Teddy and the Yeti is an American comic book series created by Jeff McClelland and Duane Readhead. Published by Wagon Wheel Comics, the serialized story features a robot and a yeti who defend Earth from external threats. The first issue of the ongoing series was released on December 30, 2009 as part of Indy Comic Book Week. The concept of the book was developed because McClelland liked the rhyming title.

==Publication history==
Teddy and the Yeti first appeared in the anthology Josh Howard Presents: Sasquatch from Viper Comics April 15, 2007. The story, titled "Presidents and Precedence" and printed in black and white, was a late addition to the book, added after another creative team dropped out, leaving an open spot.

In 2008, a black and white preview issue was published featuring the story "To Sleep", and an ad promoting the regular series. Fist of Justice #5 from Digital Webbing Press also ran a back cover ad for the series.
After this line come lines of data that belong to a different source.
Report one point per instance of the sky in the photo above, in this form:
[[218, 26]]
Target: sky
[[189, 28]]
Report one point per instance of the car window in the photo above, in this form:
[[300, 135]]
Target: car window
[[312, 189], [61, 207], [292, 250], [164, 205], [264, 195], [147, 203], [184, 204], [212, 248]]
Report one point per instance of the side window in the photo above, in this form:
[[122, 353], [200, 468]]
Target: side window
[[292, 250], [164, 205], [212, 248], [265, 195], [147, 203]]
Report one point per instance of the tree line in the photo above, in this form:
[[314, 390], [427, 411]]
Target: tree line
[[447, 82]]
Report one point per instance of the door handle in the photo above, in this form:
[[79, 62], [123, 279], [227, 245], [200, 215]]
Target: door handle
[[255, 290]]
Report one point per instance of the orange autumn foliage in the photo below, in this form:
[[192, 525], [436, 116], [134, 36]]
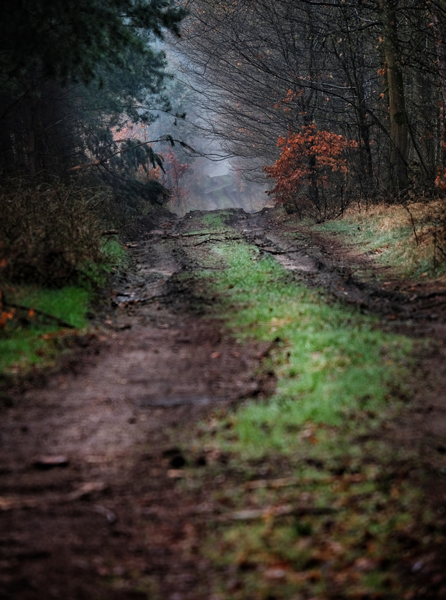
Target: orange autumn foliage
[[307, 158]]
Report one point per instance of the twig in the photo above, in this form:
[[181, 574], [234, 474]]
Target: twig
[[42, 313], [278, 511]]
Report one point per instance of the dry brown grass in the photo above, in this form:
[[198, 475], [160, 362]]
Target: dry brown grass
[[48, 231]]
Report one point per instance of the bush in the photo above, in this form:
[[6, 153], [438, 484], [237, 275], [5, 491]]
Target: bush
[[48, 231]]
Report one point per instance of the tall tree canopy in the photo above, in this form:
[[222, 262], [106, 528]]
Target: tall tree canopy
[[372, 71]]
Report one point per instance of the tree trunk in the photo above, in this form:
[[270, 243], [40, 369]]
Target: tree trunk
[[31, 149], [399, 131], [441, 58]]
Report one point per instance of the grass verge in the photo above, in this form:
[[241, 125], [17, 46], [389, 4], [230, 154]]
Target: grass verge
[[34, 334], [410, 239], [311, 496]]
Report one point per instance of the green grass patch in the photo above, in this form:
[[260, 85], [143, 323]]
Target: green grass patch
[[388, 234], [329, 360], [29, 338], [314, 498]]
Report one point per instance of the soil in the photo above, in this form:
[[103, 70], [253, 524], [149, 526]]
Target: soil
[[91, 501]]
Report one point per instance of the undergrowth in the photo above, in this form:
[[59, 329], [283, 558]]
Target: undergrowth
[[410, 239]]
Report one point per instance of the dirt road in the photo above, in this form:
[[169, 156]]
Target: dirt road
[[91, 501]]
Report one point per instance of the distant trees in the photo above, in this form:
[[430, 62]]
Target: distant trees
[[72, 74], [373, 72]]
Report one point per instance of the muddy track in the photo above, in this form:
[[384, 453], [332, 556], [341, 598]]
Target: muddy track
[[321, 261], [90, 504], [411, 308]]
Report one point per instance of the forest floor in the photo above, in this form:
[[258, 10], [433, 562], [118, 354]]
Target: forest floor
[[93, 502]]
The first three issues of the regular series were released in December 2009, February 2010 and April 2010, with more to come in 2011. In August 2010, McClelland announced that Teddy and the Yeti would play a small part in the comic series War of the Independents from Red Anvil Comics.

==Characters==
- Ted: A sentient android created by Dr. Barton. Ted works, with the Yeti, as an agent for the futuristic Global Defense Agency.
- Yeti: A mythical abominable snowman discovering humanity for the first time. She teams with Ted as an agent in the Global Defense Agency.
- Amadeus Wynn: Ted's former partner in the Global Defense Agency; Wynn now holds the position of Commander.
- Dr. Edwin Theodore Barton: Ted's creator and a former member of the Global Defense Agency. He supposedly died on the same Himalayan mission when the Yeti was discovered.

==Plot synopsis==
The first story arc, "Truth and Consequences", expands on the origin tale featured in "Presidents and Precedence". The story shows how the two main characters first met and reveals who Ted's creator really is. In the course of the first issue, the Yeti rescues Ted from captives intent on stealing an important file from his cybernetic body. Once Ted discovers the file for himself, it leads him back to the creator he had thought long dead.

==Other features==
In addition to episodic stories highlighting the title characters, each issue of Teddy and the Yeti contains at least two other features: a short "backup" story with new characters, and an interview with an established professional comic book artist. The first issue features the character Andromeda Jones and an interview with artist Phil Hester; the second, Mr. Massive (co-created by Ratha Oeur) and an interview with artist Todd Nauck; the third, Ultimate Hero (co-created by Michael Adams) and an interview with artist Tom Scioli.

==Distribution==
Teddy and the Yeti had originally been scheduled to be distributed by Diamond Comic Distributors, but before its scheduled release date, the first issue was picked up by Haven Distributors instead.

==Reception==
Comic News Insider, a comic book related podcast, reviewed Teddy and the Yeti #1 on January 5, 2010. The reaction was mixed: one host said, "In short, I found it to be too much time jumping. And the mystery of this random chip that he finds in him...wasn't that interesting", while the other said, "I found it...enjoyable...maybe it's just the name that gets me. I was interested in seeing where it was going."